Why do you think that her claims were so heavily combated by the society she lived in at first even though there was video evidence? Do you think the case would have been ignored without the national outcry from the Kansas City Star’s article? Why do you think it is that Matt Barnett pleaded guilty for endangerment when he was supposed to get charged for rape?

2 thoughts on “What’s Sex Got To Do With… The Maryville Case?

  1. I think that, unfortunately, this case represents a reality for thousands of victims across the country afraid to expose their attackers for their crimes. In this case, even video evidence didn’t shield the victim from skepticism and those who defended the attackers. It is cases like these that demand action from those who learn about them. This girl has done everything within her power to expose her attackers, only to face ridicule, so it remains the job of the rest of society, in my opinion to act on these injustices when informed of their presence.

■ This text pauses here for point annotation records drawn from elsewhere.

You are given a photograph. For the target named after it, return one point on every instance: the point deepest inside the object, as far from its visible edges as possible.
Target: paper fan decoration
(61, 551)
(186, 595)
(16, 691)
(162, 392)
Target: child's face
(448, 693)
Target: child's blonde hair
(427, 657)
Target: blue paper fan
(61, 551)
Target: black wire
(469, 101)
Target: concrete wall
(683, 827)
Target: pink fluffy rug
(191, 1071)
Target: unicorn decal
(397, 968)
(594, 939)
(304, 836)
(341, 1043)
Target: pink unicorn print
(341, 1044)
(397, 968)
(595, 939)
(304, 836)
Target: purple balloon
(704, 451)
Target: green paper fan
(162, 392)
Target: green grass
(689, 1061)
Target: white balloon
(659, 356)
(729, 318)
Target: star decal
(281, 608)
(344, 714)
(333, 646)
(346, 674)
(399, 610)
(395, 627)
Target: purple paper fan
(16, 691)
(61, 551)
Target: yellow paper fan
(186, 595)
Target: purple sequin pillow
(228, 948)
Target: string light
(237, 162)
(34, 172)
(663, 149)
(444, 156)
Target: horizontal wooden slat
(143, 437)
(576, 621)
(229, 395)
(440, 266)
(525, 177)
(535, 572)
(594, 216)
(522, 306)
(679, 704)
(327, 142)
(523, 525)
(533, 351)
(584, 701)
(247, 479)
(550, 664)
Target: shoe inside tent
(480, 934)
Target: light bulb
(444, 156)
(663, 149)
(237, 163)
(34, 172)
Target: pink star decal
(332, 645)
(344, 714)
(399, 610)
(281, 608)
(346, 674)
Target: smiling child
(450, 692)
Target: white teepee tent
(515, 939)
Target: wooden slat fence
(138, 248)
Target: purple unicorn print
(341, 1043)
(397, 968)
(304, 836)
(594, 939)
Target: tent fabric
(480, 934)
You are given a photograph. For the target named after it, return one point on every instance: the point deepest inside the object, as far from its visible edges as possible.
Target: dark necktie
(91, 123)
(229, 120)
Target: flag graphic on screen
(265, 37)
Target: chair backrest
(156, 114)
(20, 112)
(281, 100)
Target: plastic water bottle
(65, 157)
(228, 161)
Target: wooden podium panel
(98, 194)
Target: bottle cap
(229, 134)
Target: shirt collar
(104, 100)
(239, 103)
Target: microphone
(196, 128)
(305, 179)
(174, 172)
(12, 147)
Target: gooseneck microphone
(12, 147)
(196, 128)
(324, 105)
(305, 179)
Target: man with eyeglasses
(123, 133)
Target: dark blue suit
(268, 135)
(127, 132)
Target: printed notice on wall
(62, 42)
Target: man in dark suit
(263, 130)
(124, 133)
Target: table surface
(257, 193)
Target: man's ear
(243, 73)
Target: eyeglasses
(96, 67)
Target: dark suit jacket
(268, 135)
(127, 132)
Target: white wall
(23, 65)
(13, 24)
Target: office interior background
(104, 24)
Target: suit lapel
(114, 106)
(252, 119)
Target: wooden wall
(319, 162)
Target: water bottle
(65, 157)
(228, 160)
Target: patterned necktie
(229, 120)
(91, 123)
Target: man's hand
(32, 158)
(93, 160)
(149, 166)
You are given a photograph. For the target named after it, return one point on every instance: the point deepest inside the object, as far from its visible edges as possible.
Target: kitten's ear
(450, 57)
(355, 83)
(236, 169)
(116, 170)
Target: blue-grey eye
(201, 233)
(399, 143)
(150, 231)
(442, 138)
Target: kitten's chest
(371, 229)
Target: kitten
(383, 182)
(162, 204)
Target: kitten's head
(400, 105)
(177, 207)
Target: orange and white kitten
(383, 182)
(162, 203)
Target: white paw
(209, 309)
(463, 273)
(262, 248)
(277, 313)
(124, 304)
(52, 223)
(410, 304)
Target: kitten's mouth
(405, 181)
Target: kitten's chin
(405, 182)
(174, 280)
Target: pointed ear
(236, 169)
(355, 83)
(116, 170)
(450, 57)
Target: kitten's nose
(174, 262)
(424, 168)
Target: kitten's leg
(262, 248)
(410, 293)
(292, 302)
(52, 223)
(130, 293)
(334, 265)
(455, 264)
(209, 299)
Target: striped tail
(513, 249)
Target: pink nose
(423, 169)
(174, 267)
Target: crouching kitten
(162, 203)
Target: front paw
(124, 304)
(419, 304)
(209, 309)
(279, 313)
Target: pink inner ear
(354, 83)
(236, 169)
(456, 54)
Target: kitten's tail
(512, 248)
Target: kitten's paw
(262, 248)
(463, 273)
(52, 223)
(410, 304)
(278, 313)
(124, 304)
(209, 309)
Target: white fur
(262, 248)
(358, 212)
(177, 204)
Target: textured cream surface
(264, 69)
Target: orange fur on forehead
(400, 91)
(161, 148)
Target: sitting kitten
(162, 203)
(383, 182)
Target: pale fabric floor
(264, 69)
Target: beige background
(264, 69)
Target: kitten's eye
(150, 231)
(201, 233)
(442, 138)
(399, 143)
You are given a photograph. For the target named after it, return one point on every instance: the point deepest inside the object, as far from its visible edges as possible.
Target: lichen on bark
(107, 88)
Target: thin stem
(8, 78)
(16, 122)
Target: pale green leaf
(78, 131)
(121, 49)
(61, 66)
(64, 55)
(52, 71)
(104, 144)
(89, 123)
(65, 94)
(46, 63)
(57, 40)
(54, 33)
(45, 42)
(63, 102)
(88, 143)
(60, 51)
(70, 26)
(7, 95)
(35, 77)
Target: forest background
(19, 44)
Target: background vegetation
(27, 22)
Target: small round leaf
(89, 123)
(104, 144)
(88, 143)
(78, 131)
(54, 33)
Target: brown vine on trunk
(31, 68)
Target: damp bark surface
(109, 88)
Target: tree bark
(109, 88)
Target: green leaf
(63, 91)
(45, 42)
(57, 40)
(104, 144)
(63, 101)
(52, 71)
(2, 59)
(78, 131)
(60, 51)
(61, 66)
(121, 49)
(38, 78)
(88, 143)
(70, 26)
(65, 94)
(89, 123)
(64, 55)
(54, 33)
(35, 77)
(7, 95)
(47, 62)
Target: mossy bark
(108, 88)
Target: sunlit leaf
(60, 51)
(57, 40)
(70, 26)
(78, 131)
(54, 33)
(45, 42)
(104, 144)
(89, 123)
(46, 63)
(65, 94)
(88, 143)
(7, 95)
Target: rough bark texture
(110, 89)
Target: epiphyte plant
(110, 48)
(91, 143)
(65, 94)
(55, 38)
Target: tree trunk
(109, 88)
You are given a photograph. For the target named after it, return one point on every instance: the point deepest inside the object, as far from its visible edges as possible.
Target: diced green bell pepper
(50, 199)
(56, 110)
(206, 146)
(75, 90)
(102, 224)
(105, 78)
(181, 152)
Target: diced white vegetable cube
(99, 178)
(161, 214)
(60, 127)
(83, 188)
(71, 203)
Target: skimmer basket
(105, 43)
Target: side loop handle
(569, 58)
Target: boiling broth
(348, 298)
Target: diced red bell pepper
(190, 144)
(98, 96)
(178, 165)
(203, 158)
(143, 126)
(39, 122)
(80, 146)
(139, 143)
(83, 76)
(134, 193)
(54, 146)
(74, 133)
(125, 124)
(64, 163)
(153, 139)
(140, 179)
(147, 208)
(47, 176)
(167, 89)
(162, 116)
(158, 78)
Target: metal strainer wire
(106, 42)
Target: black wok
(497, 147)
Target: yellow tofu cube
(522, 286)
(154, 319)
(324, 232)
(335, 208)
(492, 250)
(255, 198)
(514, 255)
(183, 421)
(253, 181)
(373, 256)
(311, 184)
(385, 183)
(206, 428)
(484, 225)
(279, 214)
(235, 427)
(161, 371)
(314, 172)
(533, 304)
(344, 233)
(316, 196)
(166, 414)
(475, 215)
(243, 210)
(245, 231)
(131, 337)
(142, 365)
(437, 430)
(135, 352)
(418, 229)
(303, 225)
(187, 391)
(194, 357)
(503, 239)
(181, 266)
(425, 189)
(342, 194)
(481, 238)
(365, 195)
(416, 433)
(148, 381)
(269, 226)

  2. Unfortunately, I think it comes down to the small town atmosphere. Everyone knows everyone, and their dad, and their dad’s dad, and their cousin, so on and so on. No one wants to believe that someone in their community can do this. With small towns, it’s even more he said/she said, plus oftentimes entire families and family names get dragged into the mix. Like this case, it’s a state representative’s grandson against a nobody. Without the public outcry, it would have been swept under the rug like so many others. The endangerment plea is easier to prove, easier for the community who thinks he would never rape, and possibly easier for Daisy. After it becoming so public and all of the backlash she has faced, it’s doubtful she wants to go through a trial. Personally, coming from a small town, this is exactly why I have never came out to my community as a survivor, and I never fully will.